Gated Path Planning Networks
This work addresses training challenges for differentiable path planning modules used by navigation agents, offering an incremental improvement over existing methods.
The paper tackled the optimization problems of Value Iteration Networks (VINs) in path planning, such as training instability and sensitivity, by reframing them as recurrent-convolutional networks and introducing gated recurrent updates, resulting in a new architecture that outperformed VIN on metrics like learning speed and generalization across various environments.

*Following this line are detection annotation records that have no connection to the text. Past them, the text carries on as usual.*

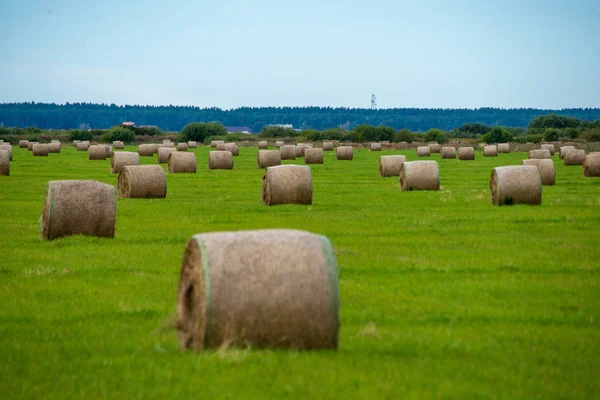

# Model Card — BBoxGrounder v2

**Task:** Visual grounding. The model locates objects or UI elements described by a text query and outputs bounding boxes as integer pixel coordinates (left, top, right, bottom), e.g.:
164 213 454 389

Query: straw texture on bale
110 151 140 174
490 165 542 206
177 229 340 351
118 165 167 199
379 156 406 178
208 150 233 169
565 149 585 165
527 149 552 159
335 146 354 160
262 165 312 206
583 153 600 177
400 161 440 191
521 158 556 186
167 151 196 174
42 180 117 240
256 150 281 168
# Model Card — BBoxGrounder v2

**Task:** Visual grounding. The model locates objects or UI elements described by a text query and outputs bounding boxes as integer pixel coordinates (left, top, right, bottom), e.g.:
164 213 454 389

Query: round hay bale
458 147 475 160
335 146 354 160
417 146 431 157
262 165 312 206
42 180 117 240
400 161 440 191
279 144 296 160
490 165 542 206
167 151 196 174
379 156 406 178
521 158 556 186
441 146 456 158
565 149 585 165
118 165 167 199
483 144 498 157
208 150 233 169
88 145 106 160
527 149 552 159
177 228 340 351
256 150 281 168
110 151 140 174
583 153 600 177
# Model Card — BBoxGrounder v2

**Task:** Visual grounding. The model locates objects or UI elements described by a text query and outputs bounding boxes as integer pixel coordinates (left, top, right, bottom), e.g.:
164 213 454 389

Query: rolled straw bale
110 151 140 174
379 156 406 178
262 165 312 206
42 180 117 240
208 150 233 169
527 149 552 159
335 146 354 160
256 150 281 168
583 152 600 177
118 165 167 199
279 144 296 160
400 161 440 191
490 165 542 206
177 228 340 351
483 144 498 157
564 149 585 165
304 147 323 164
417 146 431 157
521 158 556 186
441 146 456 158
167 151 196 174
458 147 475 160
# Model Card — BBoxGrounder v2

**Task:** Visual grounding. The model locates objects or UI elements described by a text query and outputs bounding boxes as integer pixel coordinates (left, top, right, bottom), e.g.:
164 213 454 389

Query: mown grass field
0 146 600 399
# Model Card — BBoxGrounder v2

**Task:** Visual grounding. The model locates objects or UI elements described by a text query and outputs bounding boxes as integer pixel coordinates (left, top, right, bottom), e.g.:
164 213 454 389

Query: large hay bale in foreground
490 165 542 206
208 150 233 169
42 180 117 240
262 165 312 206
399 161 440 191
177 229 339 351
256 150 281 168
582 153 600 177
167 151 196 174
110 151 140 174
118 165 167 199
521 158 556 186
379 156 406 178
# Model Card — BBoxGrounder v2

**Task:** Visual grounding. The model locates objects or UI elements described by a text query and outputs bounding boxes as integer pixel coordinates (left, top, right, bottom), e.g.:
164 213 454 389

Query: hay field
0 146 600 399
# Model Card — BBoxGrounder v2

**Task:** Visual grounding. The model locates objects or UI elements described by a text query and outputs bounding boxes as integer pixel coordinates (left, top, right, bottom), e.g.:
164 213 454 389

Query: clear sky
0 0 600 108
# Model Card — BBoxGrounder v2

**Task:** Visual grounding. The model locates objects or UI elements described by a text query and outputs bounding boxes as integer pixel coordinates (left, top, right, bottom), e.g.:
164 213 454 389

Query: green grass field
0 146 600 399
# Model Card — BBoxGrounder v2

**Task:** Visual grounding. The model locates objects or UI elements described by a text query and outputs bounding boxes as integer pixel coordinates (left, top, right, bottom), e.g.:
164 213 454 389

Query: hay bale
490 165 542 206
441 146 456 158
400 161 440 191
279 144 296 160
521 158 556 186
458 147 475 160
582 152 600 177
304 147 323 164
379 156 406 178
42 180 117 240
262 165 312 206
417 146 431 157
177 229 340 351
527 149 552 159
256 150 281 168
167 151 196 174
208 150 233 169
110 151 140 174
118 165 167 199
335 146 354 160
483 144 498 157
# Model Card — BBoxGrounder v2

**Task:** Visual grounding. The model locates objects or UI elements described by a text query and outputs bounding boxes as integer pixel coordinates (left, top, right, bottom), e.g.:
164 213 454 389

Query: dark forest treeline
0 102 600 133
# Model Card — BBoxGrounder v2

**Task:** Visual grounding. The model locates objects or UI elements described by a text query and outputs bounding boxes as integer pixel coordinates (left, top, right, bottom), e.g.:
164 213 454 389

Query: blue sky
0 0 600 108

Value Iteration Networks (VINs) are effective differentiable path planning modules that can be used by agents to perform navigation while still maintaining end-to-end differentiability of the entire architecture. Despite their effectiveness, they suffer from several disadvantages including training instability, random seed sensitivity, and other optimization problems. In this work, we reframe VINs as recurrent-convolutional networks which demonstrates that VINs couple recurrent convolutions with an unconventional max-pooling activation. From this perspective, we argue that standard gated recurrent update equations could potentially alleviate the optimization issues plaguing VIN. The resulting architecture, which we call the Gated Path Planning Network, is shown to empirically outperform VIN on a variety of metrics such as learning speed, hyperparameter sensitivity, iteration count, and even generalization. Furthermore, we show that this performance gap is consistent across different maze transition types, maze sizes and even show success on a challenging 3D environment, where the planner is only provided with first-person RGB images.